In questo quadro, la regolazione per esperimenti può rappresentare un trampolino per coinvolgere tutti gli stakeholder interessati a contribuire al progresso del settore.

Un paradigma che non si sostituisce all’attuale quadro regolatorio ma va ad integrarlo, in un’ottica di complementarità. ARERA assume un ruolo attivo, con il supporto degli EGA, rivolto a promuovere il testing dell’innovazione per valutarne l’efficienza ed incentivarne la diffusione.

A fronte di una lista di opzioni regolatorie, gli operatori che innovano potrebbero godere di un temporaneo ammorbidimento degli obiettivi del regime ordinario a fronte dell’impegno a portare a termine il progetto di innovazione assicurando i benefici promessi. La regolazione per esperimenti potrebbe permettere l’adozione di un percorso di miglioramento di obiettivi di qualità del servizio, identificabili non solo tra gli indicatori attuali della qualità tecnica e contrattuale ma anche in nuovi obiettivi complementari, che tengano conto delle specificità del contesto in cui i gestori operano. In questo senso, si potrebbe pensare anche alla promozione di cluster territoriali di innovazione con caratteristiche omogenee (es. densità abitativa, orografia, eccetera).

Non solo. Una regolazione così concepita potrebbe incentivare anche nuovi modelli di collaborazione tra gestori e fornitori di tecnologie, al fine di testare non solo la viabilità dell’innovazione di prodotto/servizio in sé ma anche il ruolo degli attori lungo la catena del valore. Un aspetto questo che, qualora opportunamente sostenuto da un coerente quadro legislativo, sosterrebbe il consolidamento di una filiera nazionale di fornitura strutturata e robusta.

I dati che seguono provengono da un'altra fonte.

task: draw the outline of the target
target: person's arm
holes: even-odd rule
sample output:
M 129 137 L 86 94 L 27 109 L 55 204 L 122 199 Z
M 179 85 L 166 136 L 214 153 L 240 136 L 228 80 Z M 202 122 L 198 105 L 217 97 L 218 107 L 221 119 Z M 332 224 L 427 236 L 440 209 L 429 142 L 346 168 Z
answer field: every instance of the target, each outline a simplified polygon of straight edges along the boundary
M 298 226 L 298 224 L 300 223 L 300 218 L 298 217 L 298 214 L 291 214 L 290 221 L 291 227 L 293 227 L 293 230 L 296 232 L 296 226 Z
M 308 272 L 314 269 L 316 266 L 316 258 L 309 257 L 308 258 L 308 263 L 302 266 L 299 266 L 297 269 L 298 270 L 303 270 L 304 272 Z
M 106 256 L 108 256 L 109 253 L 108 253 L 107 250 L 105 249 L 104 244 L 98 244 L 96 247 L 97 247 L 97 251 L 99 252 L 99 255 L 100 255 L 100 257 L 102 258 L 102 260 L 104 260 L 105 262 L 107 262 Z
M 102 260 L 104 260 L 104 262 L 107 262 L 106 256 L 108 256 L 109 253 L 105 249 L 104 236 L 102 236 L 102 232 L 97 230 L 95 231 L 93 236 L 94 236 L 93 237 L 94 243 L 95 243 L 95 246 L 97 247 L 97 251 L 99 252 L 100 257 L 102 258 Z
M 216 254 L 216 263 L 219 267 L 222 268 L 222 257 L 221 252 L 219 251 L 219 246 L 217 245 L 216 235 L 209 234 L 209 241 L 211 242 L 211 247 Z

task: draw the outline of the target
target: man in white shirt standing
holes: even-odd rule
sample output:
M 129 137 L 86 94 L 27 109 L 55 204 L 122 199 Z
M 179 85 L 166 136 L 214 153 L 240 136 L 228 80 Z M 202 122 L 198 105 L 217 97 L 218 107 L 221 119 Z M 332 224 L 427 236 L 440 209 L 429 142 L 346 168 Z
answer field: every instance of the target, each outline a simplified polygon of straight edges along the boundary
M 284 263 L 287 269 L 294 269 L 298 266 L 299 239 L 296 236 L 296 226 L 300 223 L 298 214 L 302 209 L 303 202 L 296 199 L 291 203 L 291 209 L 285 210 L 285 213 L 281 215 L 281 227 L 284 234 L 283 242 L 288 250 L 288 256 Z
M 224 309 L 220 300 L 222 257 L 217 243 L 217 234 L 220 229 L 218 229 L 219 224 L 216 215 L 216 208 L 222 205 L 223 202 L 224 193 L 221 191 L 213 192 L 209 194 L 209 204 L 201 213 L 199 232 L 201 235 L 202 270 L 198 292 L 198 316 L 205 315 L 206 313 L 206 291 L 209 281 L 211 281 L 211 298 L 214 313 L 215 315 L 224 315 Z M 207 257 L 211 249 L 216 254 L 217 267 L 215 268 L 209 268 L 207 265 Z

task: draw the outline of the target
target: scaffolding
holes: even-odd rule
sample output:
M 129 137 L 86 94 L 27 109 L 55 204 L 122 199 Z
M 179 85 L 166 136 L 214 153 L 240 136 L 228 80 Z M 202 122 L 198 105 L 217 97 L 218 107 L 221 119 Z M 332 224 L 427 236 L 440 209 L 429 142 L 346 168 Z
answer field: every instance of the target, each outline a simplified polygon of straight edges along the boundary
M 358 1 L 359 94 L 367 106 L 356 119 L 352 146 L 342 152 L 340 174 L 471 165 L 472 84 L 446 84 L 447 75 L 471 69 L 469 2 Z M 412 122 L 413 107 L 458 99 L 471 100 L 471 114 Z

[1] ISTAT, Annuario Statistico Italiano 2020, Capitolo 21, “Ricerca, innovazione e tecnologia dell’informazione”.

[2] L’art.36 della legge n. 58/2019, il legislatore ha previsto il regulatory sandbox e istituito il Comitato Fintech

[3] L’art. 27 bis del “Testo integrato della regolazione output-based dei servizi di distribuzione e misura dell’energia elettrica – Periodo di regolazione 2016-2023” TIQE reso operativo con la determina DIEU 27 marzo 2020, n. 6/2020 e in vigore dal 1° gennaio 2020.